本ブログでは過去に何度か取り上げていますが、8月29日に中教審の学校における働き方改革特別部会が「学校における働き方改革に係る緊急提言」を発表しました。
皆さんご存知かと思いますが、以下の3項目が緊急提言として挙げられています。
①校長及び教育委員会は学校において「勤務時間」を意識した働き方を進めること
②全ての教育関係者が学校・教職員の業務改善の取組を強く推進していくこと
③国として持続可能な勤務環境整備のための支援を充実させること
特に、①の勤務時間については、教員の出退勤時刻の管理ができている学校が非常に少ないことを踏まえ、「自己申告方式ではなく,ICTやタイムカードなど勤務時間を客観的に把握し,集計するシステムが直ちに構築されるよう努めること。」と明示しており、早急な対応が求められます。
「労働時間管理」という概念のない世界で過ごしてこられた教員の方々からは少なからず抵抗があるようですが、労働時間の管理を徹底することはとても重要なことです。

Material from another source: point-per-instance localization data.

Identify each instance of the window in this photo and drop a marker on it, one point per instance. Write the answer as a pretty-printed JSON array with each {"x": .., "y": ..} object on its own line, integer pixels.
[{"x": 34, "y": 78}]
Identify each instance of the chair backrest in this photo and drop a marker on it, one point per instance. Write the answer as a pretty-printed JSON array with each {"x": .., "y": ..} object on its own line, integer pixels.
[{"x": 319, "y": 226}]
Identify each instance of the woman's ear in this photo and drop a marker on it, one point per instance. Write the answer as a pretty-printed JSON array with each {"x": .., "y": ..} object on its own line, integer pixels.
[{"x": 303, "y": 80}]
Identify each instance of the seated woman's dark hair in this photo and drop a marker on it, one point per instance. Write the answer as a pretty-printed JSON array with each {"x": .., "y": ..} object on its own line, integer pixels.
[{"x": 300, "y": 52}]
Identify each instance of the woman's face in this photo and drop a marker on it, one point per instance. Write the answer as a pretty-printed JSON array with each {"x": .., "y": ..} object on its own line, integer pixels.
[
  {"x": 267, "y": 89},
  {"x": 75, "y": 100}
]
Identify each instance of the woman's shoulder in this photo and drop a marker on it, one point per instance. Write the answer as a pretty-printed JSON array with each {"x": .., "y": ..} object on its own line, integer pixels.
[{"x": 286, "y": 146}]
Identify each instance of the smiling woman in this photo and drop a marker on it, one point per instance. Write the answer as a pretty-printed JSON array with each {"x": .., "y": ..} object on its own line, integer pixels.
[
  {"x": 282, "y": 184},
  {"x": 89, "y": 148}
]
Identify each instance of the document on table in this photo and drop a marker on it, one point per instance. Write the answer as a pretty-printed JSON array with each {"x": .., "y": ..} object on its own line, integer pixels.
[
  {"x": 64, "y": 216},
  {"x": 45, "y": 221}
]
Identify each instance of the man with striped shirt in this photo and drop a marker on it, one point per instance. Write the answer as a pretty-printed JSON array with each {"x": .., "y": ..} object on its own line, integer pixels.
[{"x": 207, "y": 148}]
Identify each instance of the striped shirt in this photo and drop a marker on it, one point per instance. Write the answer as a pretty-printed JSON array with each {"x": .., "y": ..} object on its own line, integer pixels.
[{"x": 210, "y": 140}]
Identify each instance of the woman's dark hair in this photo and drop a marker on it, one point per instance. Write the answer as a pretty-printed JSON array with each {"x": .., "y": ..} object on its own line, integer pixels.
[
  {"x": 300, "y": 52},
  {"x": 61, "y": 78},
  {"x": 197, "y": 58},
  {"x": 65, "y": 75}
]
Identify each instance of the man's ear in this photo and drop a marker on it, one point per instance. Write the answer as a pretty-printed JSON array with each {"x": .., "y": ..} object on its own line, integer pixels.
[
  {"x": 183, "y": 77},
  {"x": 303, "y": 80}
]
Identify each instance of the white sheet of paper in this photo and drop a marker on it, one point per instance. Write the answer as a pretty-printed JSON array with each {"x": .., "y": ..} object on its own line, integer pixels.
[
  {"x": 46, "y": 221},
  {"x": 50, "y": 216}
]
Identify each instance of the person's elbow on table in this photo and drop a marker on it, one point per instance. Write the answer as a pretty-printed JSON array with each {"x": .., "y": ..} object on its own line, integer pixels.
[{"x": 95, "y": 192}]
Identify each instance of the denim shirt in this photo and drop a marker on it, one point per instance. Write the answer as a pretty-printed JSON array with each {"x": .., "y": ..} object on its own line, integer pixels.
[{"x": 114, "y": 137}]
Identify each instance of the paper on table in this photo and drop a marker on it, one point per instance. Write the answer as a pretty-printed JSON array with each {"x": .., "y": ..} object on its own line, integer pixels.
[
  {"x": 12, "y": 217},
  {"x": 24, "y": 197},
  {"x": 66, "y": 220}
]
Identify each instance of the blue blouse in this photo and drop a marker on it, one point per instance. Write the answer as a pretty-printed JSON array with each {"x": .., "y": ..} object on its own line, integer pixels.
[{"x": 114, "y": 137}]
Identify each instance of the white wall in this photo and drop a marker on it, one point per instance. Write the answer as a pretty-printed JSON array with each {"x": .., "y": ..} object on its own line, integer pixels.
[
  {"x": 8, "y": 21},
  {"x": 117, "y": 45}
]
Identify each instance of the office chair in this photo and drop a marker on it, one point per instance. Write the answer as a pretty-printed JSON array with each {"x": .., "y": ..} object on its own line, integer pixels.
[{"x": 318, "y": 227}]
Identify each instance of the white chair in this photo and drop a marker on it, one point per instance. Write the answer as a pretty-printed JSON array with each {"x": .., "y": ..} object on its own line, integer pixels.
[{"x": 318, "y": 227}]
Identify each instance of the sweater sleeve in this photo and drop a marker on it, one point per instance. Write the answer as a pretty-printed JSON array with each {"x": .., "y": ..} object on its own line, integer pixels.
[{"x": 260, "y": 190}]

以下の記事では、その理由がわかりやすく挙げられています。
■理由1:義務である
第1に、緊急提言でも「勤務時間管理は、労働法制上、校長や服務監督権者である教育委員会に求められている責務である」と書かれているとおりである。厚労省からも「労働時間の適正な把握のために使用者が講ずべき措置に関するガイドライン(平成29年1月20日策定)」が出ている。
わずか4ページなので、ぜひご一読いただきたい。
使用者が現認できない場合は、「タイムカード、ICカード、パソコンの使用時間の記録等の客観的な記録を基礎として確認し、適正に記録すること」が原則である。
■理由2:振り返りのため
2つ目の理由は、働き方改革や業務改善を進めるには、まず、現状をしっかり把握して、反省する必要があるからである。教員の大好きな〝リフレクション〟は、働き方改革にも必要である。
例えば、学校でテストを1度も行わずに学力向上の有効な手立てを立案できるだろうか。あるいは、体重計に乗らずに、ダイエットしようとする人がいるだろうか。正確な記録と振り返りがないとは、そういうことと同じだ。

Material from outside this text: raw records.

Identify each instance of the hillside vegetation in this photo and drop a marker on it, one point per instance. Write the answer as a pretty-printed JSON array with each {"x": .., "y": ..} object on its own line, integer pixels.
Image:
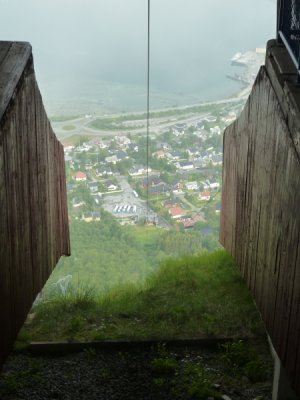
[
  {"x": 189, "y": 297},
  {"x": 106, "y": 254}
]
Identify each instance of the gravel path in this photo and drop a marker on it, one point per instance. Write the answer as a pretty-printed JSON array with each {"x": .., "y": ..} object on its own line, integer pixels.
[{"x": 124, "y": 375}]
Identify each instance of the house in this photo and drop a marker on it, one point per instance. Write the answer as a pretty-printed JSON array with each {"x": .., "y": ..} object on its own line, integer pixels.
[
  {"x": 88, "y": 166},
  {"x": 185, "y": 165},
  {"x": 162, "y": 188},
  {"x": 159, "y": 154},
  {"x": 104, "y": 171},
  {"x": 170, "y": 203},
  {"x": 91, "y": 216},
  {"x": 94, "y": 187},
  {"x": 192, "y": 185},
  {"x": 217, "y": 159},
  {"x": 165, "y": 146},
  {"x": 179, "y": 128},
  {"x": 97, "y": 199},
  {"x": 121, "y": 155},
  {"x": 174, "y": 155},
  {"x": 80, "y": 176},
  {"x": 111, "y": 186},
  {"x": 176, "y": 212},
  {"x": 205, "y": 196},
  {"x": 77, "y": 203},
  {"x": 192, "y": 152},
  {"x": 112, "y": 159},
  {"x": 138, "y": 170},
  {"x": 213, "y": 184}
]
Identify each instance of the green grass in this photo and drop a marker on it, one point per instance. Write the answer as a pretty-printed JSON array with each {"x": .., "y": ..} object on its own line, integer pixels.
[
  {"x": 69, "y": 127},
  {"x": 191, "y": 297}
]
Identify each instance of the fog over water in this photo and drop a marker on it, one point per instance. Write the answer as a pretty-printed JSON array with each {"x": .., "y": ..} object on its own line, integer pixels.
[{"x": 92, "y": 54}]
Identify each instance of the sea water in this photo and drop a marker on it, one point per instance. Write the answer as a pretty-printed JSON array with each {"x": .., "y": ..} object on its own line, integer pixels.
[{"x": 91, "y": 55}]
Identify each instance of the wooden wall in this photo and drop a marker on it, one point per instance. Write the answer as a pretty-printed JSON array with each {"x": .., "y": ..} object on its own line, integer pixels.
[
  {"x": 260, "y": 220},
  {"x": 33, "y": 207}
]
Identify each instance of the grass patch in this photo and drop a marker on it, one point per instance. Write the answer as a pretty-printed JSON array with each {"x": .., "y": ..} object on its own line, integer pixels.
[
  {"x": 69, "y": 127},
  {"x": 191, "y": 297}
]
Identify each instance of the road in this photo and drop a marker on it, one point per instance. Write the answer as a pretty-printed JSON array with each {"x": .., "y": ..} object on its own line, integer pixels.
[{"x": 157, "y": 125}]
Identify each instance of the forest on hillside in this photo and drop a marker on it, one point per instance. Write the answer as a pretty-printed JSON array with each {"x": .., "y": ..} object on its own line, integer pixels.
[{"x": 106, "y": 254}]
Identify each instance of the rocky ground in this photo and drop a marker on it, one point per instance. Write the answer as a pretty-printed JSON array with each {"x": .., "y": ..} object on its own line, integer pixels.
[{"x": 153, "y": 373}]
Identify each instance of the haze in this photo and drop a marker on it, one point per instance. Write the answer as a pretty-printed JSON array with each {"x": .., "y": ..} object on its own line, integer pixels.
[{"x": 78, "y": 44}]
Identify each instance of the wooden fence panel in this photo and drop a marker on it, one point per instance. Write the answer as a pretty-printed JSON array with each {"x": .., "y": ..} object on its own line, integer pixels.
[
  {"x": 33, "y": 205},
  {"x": 260, "y": 221}
]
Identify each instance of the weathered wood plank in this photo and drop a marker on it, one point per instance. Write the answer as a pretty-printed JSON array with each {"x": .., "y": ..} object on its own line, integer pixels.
[
  {"x": 260, "y": 221},
  {"x": 33, "y": 213},
  {"x": 12, "y": 67}
]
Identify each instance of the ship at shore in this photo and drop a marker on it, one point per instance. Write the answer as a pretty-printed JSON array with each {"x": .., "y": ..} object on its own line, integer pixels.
[{"x": 251, "y": 62}]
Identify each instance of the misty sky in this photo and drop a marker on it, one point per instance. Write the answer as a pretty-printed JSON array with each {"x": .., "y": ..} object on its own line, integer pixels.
[{"x": 76, "y": 41}]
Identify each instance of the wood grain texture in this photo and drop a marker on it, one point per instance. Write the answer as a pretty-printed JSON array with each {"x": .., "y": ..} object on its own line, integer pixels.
[
  {"x": 33, "y": 208},
  {"x": 260, "y": 220}
]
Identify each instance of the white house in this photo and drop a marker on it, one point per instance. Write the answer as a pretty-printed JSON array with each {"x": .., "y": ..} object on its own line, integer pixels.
[{"x": 191, "y": 185}]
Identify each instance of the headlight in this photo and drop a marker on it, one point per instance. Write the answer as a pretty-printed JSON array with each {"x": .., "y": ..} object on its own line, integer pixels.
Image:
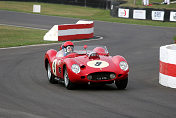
[
  {"x": 75, "y": 68},
  {"x": 123, "y": 65}
]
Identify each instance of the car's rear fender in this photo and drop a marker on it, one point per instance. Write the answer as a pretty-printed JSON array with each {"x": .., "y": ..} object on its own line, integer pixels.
[{"x": 49, "y": 57}]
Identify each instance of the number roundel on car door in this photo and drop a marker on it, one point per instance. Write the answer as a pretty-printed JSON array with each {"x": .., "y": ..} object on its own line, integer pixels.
[{"x": 98, "y": 64}]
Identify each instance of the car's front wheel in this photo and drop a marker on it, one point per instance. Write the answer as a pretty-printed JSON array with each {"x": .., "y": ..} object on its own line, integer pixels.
[
  {"x": 51, "y": 77},
  {"x": 68, "y": 84},
  {"x": 121, "y": 84}
]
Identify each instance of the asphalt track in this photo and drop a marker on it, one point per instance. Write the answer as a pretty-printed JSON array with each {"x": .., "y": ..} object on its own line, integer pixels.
[{"x": 26, "y": 93}]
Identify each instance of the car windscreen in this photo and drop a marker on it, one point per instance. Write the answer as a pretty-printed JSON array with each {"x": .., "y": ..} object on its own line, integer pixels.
[{"x": 81, "y": 50}]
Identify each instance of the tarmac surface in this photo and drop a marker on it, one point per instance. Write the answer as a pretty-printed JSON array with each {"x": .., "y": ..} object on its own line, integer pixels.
[{"x": 26, "y": 93}]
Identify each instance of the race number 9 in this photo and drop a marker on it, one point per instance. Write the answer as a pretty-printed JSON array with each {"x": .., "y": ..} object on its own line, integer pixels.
[{"x": 98, "y": 64}]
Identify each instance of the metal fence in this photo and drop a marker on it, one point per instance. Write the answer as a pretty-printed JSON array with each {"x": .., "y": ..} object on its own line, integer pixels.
[{"x": 105, "y": 4}]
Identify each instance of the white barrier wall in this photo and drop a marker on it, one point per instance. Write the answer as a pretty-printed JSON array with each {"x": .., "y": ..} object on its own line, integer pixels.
[
  {"x": 80, "y": 30},
  {"x": 36, "y": 8},
  {"x": 167, "y": 75}
]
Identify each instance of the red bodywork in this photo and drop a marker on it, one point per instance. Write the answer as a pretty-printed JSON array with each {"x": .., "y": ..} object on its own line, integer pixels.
[{"x": 58, "y": 64}]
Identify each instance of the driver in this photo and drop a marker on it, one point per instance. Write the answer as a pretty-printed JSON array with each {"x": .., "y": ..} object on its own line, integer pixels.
[{"x": 68, "y": 47}]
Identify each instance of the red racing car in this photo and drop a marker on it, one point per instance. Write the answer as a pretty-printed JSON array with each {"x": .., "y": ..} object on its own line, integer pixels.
[{"x": 85, "y": 65}]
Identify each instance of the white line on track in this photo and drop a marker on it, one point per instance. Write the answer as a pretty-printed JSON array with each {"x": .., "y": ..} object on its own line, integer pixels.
[{"x": 94, "y": 20}]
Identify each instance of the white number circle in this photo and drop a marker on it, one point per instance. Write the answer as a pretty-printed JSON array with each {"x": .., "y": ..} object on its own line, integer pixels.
[{"x": 98, "y": 64}]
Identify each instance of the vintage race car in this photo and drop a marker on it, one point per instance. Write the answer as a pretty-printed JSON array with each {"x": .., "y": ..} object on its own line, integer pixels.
[{"x": 86, "y": 65}]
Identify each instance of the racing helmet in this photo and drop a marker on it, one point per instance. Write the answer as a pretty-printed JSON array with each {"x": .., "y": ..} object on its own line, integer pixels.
[{"x": 68, "y": 47}]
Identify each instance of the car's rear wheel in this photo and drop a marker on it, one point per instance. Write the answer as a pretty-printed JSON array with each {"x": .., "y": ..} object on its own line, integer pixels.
[
  {"x": 68, "y": 84},
  {"x": 121, "y": 84},
  {"x": 51, "y": 77}
]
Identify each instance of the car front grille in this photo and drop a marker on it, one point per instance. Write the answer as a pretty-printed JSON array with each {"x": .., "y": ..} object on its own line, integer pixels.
[{"x": 99, "y": 76}]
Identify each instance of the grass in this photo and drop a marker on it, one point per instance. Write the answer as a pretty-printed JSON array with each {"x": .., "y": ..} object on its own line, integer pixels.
[
  {"x": 11, "y": 36},
  {"x": 130, "y": 3},
  {"x": 77, "y": 12}
]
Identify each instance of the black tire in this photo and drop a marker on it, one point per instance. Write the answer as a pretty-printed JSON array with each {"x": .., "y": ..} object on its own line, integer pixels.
[
  {"x": 51, "y": 77},
  {"x": 121, "y": 84},
  {"x": 68, "y": 84}
]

確かに、タイムカード等を導入したからといって、劇的に勤務時間の削減になるとは限らない。実際、連合総研の27年の調査によると、タイムカード等の機器で出退勤時刻管理を行っているという教員と、そうでないという教員との間で、週の労働時間に有意差は確認されなかった。

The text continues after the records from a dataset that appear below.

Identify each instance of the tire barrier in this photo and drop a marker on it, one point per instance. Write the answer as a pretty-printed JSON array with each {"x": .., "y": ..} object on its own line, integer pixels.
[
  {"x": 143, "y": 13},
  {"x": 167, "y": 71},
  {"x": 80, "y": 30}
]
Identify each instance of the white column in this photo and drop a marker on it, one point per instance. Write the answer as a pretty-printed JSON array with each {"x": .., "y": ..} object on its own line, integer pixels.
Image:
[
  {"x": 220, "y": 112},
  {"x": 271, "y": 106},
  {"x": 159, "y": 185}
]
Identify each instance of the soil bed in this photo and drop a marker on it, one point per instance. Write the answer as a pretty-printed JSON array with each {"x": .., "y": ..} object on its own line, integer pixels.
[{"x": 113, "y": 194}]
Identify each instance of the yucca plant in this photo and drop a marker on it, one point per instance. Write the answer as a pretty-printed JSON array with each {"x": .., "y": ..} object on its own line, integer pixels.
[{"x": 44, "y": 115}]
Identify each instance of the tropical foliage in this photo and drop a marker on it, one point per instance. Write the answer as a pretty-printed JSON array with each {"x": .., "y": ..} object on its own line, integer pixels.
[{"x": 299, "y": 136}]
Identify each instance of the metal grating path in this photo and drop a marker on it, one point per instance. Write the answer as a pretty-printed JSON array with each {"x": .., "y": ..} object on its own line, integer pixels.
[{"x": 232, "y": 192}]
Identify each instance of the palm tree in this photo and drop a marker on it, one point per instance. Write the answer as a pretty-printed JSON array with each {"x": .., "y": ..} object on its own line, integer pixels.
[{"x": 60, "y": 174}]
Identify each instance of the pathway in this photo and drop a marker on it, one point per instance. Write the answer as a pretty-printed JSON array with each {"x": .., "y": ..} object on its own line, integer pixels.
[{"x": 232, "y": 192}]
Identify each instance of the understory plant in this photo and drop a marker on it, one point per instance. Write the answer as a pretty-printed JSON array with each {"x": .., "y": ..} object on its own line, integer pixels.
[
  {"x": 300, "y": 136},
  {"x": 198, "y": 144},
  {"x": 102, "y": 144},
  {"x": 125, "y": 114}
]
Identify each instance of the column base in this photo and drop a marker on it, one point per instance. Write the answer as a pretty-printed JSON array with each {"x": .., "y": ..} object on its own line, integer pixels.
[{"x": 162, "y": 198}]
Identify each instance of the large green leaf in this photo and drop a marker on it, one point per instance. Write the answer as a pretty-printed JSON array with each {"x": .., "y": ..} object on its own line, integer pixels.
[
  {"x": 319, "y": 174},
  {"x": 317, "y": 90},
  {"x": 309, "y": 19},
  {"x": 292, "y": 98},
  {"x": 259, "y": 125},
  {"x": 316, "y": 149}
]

少し考えてみれば当たり前の話だが、時間の把握だけでは、仕事を減らすことにはならない。が、同時に言えることは、時間の把握もないままでは、今が危機的なのか、何を見直すべきかなども見えてこない。
■理由3:自分と家族を守るため
3つ目の理由として、仮に病気や最悪、過労死等となった場合、公務災害として認められるかどうかという点で、勤務時間の記録がないと、不利になる。
裁判になって何年も闘って勝てるかどうかという事案も多いのは、正確な記録がないためである。記録がないと、遺族の方には、教材や文書などの成果物を集めたり、関係者から証言をとったりする苦労がものすごくかかってしまう。その負担もあって、公務災害の訴えを断念する(いわゆる泣き寝入りする)例も多いと推察される。
どの理由も当然重要ですが、私は特に「理由2」が重要であると感じています。
記事中にもありますが、労働時間を管理するだけでは長時間労働が改善されないことは明白です。PDCAサイクルをしっかりと回すことが求められます。
その理解がなければ、労働時間管理はあまり意味のないものになってしまいます。
緊急提言を受けて各学校は対応に追われることと思いますが、ただ労働時間を管理するだけではなく、教員の方々に目的と理由をしっかりと理解してもらうことが何より重要です。